Потом явился Франсуа Шеру в арестантской одежде, которого вызвали теперь уже в качестве свидетеля. Его показания, так же как и рассказ Батиста, полностью согласовывались с ответами подсудимого, так что темные стороны дела казались теперь вполне разъясненными. О Пальмире не было и речи. Де ла Сутьера жалели искренно, а все осуждение, вся ненависть обращены были на Женни Мерье, главную виновницу несчастья.

Когда пристав ввел молодую швею, в толпе зрителей началось сильное волнение; говорили шепотом, нагибались вперед, чтобы лучше рассмотреть виновницу столь драматических событий. Присяжные и члены суда разделяли это жадное любопытство, даже сам председатель, облокотившись на стол, с беспокойным и недоверчивым видом смотрел на новую свидетельницу. Все понимали, что от показаний Женни Мерье будут зависеть как приговор суда, так и общественное мнение и что развязка драмы находится в руках именно этой девушки. Арман, в эту минуту писавший один из своих отчетов Пальмире, которые время от времени относил девушке один из слуг, остановился, чтобы закончить его после предстоящих важных показаний.

Женни Мерье успела заметить, что судебные власти не проявляют к ней должной любезности и остаются равнодушными к пленительным взорам ее черных глаз.
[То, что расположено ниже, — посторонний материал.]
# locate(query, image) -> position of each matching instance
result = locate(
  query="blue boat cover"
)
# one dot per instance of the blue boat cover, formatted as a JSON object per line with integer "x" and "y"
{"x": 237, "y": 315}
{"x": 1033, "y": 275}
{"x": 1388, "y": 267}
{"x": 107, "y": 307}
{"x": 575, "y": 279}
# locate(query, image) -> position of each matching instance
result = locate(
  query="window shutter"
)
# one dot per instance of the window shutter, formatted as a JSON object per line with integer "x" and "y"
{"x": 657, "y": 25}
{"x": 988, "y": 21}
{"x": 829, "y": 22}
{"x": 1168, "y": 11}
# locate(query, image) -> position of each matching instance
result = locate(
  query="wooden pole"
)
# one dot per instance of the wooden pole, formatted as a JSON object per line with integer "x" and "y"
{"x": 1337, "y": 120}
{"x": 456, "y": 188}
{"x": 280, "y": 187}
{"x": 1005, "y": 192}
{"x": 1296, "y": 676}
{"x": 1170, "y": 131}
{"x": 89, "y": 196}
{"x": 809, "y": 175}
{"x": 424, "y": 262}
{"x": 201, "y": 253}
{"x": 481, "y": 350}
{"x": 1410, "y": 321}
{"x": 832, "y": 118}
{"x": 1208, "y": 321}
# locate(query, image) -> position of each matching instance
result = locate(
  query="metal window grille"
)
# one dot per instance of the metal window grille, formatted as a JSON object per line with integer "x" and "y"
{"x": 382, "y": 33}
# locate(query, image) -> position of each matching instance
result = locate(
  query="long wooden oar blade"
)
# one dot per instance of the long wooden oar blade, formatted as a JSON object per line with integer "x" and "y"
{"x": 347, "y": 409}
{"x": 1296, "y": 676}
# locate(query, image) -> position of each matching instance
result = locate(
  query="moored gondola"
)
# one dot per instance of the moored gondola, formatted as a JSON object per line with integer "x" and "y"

Ее скромный вид был в сильном противоречии с ее нарядом, а разрядиться она сочла необходимым. Ее светлое шелковое платье с юбкой неизмеримой ширины сидело на славу, поскольку сшито было ею самой; пелерина из этой же материи грациозными складками ниспадала вокруг талии. На голове у нее была лиловая креповая шляпка, простенькая, но со вкусом. Она прелестно обрамляла оживленное личико и волнистые волосы, черные как смоль. В этом наряде Женни Мерье действительно казалась прехорошенькой, и Буришон, который пробрался вперед, уловил восторженные взгляды, которыми окидывали его невесту. Сама Женни не поворачивала головы ни вправо, ни влево, и все свои победоносные взгляды и улыбки направляла на председателя суда.